Fig. 3: Kir4.1 expression is diminished in Fmr1 knockout hippocampus.

a Representative examples of immunofluorescent labeling of Kir4.1 (red) and astrocyte marker glial fibrillary acidic protein (GFAP, green) in WT (dark blue) and Fmr1 KO (magenta) hippocampus. Scale bar: 50 µm. b Quantification of Kir4.1 integrated density (P = 0.018, U = 171) and c Kir4.1/ GFAP integrated density ratio (P = 0.010, U = 161) reveals decreased expression in Fmr1 KO stratum radiatum (n = 26 images from 6 mice) as compared to WT (n = 22 images from 5 mice). d Representative high magnification confocal images of a single astrocyte in CA1 stratum radiatum labeled by GFAP (green) and Kir4.1 (red) in WT and Fmr1 KO mice. Distribution of Kir4.1 puncta was determined at any radial position within 25 µm diameter (white arrow) starting from soma center (white point). Scale bar: 10 µm. e Kir4.1 radial intensity profile is similar in Fmr1 KO (n = 29 astrocytes from 5 mice) and WT (n = 23 astrocytes from 6 mice) astrocytes, but displays significant shift (P < 0.001, F(1, 3892) = 147.1) toward lower Kir4.1 intensity in Fmr1 KO when compared to WT astrocytes. f Examples of western blots showing surface expression of Kir4.1 in WT and Fmr1 KO hippocampi.
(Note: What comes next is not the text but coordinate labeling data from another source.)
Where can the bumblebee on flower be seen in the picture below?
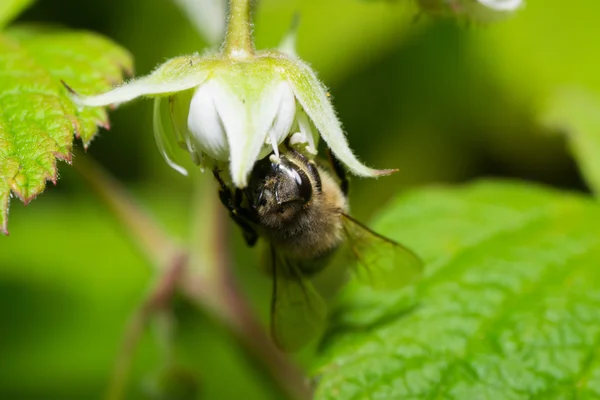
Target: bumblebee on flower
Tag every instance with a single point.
(239, 105)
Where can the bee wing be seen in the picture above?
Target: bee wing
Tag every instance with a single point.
(382, 263)
(298, 312)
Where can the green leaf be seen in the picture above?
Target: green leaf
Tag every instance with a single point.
(11, 8)
(37, 117)
(509, 307)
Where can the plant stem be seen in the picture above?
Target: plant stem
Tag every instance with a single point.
(148, 235)
(238, 39)
(204, 276)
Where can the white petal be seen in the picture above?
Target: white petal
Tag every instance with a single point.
(271, 112)
(205, 123)
(306, 130)
(313, 98)
(284, 117)
(161, 140)
(177, 74)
Actin was used as a loading control. g Decreased level of surface Kir4.1 amount in Fmr1 KO (n = 3 mice; P = 0.030, t = 3.314, df = 4) as compared to WT hippocampus (n = 3 mice). Data are presented as mean values ± SEM (b, c, e, g). *P < 0.05, ***P < 0.001. Statistical significance was assessed by performing two-sided Mann–Whitney test (b, c), two-way ANOVA, post hoc Fisher LSD test (e) or two-sided unpaired Student’s t test (g). Arb. units: arbitrary units. Source data are provided as a Source Data file.